3.3 Factors in R using the forcats package

Recode a factor

Turn the eyesight variable into a factor variable. The numbers 1-5 correspond to “excellent”, “very good”, “good”, “fair”, and “poor.” Make sure that categories are in an appropriate order.

nlsy <- mutate(nlsy, eyesight_fact = ...)

Combining factor levels

Use two different methods to combine the worst two categories of eyesight into one category.
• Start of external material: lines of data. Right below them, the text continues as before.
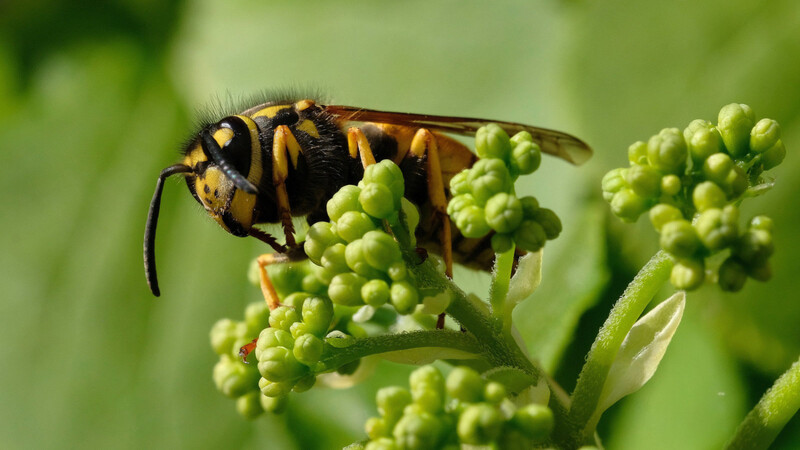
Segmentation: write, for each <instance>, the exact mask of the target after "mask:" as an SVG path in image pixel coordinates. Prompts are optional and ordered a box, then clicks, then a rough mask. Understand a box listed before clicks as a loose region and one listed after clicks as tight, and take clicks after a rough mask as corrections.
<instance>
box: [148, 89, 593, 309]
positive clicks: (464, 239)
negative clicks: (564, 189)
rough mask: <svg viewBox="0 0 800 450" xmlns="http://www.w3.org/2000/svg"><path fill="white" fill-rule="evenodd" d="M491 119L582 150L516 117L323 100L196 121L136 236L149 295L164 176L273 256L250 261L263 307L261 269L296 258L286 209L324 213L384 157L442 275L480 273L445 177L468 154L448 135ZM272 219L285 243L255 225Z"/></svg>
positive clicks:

3.4 Selecting variables using select()

Select centered variables

Create mean-centered versions of “age_bir”, “nsibs”, “income”, and the two sleep variables. Use the same ending (e.g., "_cent") for all of them. Then make a new dataset of just the centered variables using select() and a helper.

nlsy <- mutate(nlsy,
               age_bir_cent = ...,
               nsibs_cent = ...,
               ...)
nlsy_new <- select(nlsy, ...)

Go back to the beginning

You may have added a lot of variables to the original dataset by now. Create a dataset called nlsy_orig that contains only the variables we started off with, using the vector of names we originally used to name the columns and the all_of() helper. I’ll start you off with the variable names.

colnames_orig <- c("glasses", "eyesight", "sleep_wkdy", "sleep_wknd",
                   "id", "nsibs", "samp", "race_eth", "sex", "region", 
                   "income", "res_1980", "res_2002", "age_bir")
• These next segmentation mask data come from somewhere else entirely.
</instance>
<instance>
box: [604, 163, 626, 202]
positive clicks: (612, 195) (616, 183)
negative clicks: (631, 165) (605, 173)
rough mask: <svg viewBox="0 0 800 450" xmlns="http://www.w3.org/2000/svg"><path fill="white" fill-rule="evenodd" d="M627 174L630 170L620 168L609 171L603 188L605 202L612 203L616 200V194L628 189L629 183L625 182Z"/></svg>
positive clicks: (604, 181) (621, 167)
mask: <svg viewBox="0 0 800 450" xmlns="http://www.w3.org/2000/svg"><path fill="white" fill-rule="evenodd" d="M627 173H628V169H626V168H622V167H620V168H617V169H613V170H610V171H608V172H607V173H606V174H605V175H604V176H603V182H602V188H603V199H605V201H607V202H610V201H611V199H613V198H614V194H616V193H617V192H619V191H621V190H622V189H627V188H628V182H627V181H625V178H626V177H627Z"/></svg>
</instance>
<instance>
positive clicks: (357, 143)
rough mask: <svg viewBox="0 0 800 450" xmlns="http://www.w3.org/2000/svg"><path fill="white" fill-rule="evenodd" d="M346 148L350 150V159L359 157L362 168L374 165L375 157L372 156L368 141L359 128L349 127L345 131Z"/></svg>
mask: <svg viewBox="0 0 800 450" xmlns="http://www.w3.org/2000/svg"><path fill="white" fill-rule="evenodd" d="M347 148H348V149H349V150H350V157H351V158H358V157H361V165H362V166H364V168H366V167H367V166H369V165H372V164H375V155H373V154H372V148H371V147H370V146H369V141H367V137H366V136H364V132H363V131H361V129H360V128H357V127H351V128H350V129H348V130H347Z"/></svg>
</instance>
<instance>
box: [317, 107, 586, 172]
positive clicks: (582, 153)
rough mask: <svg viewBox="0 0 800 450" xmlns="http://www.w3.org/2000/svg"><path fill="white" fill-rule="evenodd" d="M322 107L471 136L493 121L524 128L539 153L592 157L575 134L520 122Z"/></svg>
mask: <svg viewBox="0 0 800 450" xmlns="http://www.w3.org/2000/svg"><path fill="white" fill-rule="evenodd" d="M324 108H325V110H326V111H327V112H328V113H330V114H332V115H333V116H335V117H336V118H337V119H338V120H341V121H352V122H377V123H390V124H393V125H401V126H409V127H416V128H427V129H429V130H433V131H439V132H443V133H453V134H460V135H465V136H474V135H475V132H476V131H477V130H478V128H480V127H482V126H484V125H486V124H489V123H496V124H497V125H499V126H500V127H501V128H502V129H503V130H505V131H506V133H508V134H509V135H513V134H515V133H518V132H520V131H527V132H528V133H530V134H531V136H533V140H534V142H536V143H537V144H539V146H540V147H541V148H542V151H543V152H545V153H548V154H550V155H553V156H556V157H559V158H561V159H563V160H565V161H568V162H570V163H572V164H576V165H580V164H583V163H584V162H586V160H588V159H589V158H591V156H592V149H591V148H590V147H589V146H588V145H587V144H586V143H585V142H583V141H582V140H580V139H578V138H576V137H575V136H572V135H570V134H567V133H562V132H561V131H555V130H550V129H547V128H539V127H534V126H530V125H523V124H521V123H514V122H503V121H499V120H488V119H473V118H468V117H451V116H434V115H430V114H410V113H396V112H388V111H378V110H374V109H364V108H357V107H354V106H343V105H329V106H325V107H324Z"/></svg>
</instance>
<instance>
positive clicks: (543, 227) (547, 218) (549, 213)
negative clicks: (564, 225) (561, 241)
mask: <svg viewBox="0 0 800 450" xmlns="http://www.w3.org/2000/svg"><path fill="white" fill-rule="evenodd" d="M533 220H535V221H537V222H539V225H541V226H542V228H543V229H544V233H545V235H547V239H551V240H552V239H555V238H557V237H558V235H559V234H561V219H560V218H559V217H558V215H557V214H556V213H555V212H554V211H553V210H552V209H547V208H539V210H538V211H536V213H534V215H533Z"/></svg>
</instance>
3.5 Subset your data with filter()

“Or” conditions

Create a dataset with all the observations that get over 7 hours of sleep on both weekends and weekdays or who have an income greater than/equal to 20,000 and less than/equal to 50,000.

nlsy_or <- filter(nlsy, ...)

Missing values

Create a dataset that consists only of the missing values in slp_cat_wkdy. Check how many rows it has (there should be 3!).

3.6 With your group

case_when()

Try again to make a new variable for standardized log-income. This time, if you are not able to calculate log(income) for an observation, replace it with a missing value (using case_when()). This time, when you standardize log(income), you’ll have to use na.rm = TRUE to remove missing values both when you take the mean and the standard deviation.

nlsy <- mutate(nlsy,
               log_income_stand = case_when(
                 ...
               ))

Relevel a factor

Make a new categorical income variable with at least 3 levels (you can choose the cutoffs). Make a bar graph with this new variable where the bars are in the correct order from low to high.

Rename variables

Look at help(rename). Looking at the examples to help, rename “age_bir” to “age_1st_birth” without making a new column.

Greater than/less than

Look up the between() function in help. Figure out how to use this to create a dataset with all the observations that get over 7 hours of sleep on both weekends and weekdays or who have an income greater than/equal to 20,000 and less than/equal to 50,000. Check to make sure you get the same number of rows as we did earlier.

Challenges

  1. Figure out how to use the num_range() function to select the res_ variables from 1980 to 2000. There should only be one. Then try from 1980 to 2002. There should be two.

  2. Download and save the full nlsy dataset into your 03-week folder. Then run the following lines to read it in.

nlsy_full <- read_rds("nlsy.rds")
colnames(nlsy_full) <- colnames_orig

You’ll see if you run levels(nlsy_full$res_1980) and levels(nlsy_full$res_2002), the participants’ residences in those years, what the levels of those factors are:

res_1980 res_2002
ABOARD SHIP, BARRACKS OPEN BAY OR TROOP BARRACKS, ABOARD SHIP
BACHELOR, OFFICER QUARTERS BACHELOR ENLISTED OR OFFICER QUARTERS
DORM, FRATERNITY, SORORITY DORMITORY, FRATERNITY OR SORORITY
HOSPITAL JAIL
JAIL HOSPITAL
OTHER TEMPORARY QUARTERS OTHER TEMPORARY INDIVIDUAL QUARTERS (SPECIFY)
OWN DWELLING UNIT OWN DWELLING UNIT
ON-BASE MIL FAM HOUSING ON-BASE MILITARY FAMILY HOUSING
OFF-BASE MIL FAM HOUSING OFF-BASE MILITARY FAMILY HOUSING
ORPHANAGE CONVENT, MONASTERY, OTHER RELIGIOUS INSTITUTE
RELIGIOUS INSTITUTION OTHER INDIVIDUAL QUARTERS (SPECIFY)
OTHER INDIVIDUAL QUARTERS RESPONDENT IN PARENT HOUSEHOLD
PARENTAL
HHI CONDUCTED WITH PARENT
R IN PARENTAL HOUSEHOLD

Imagine that you are doing an analysis with these data. Make a new factor variable for each year, that has the same, concise and readable levels, so that you could make a nice table comparing the distribution of residences across years.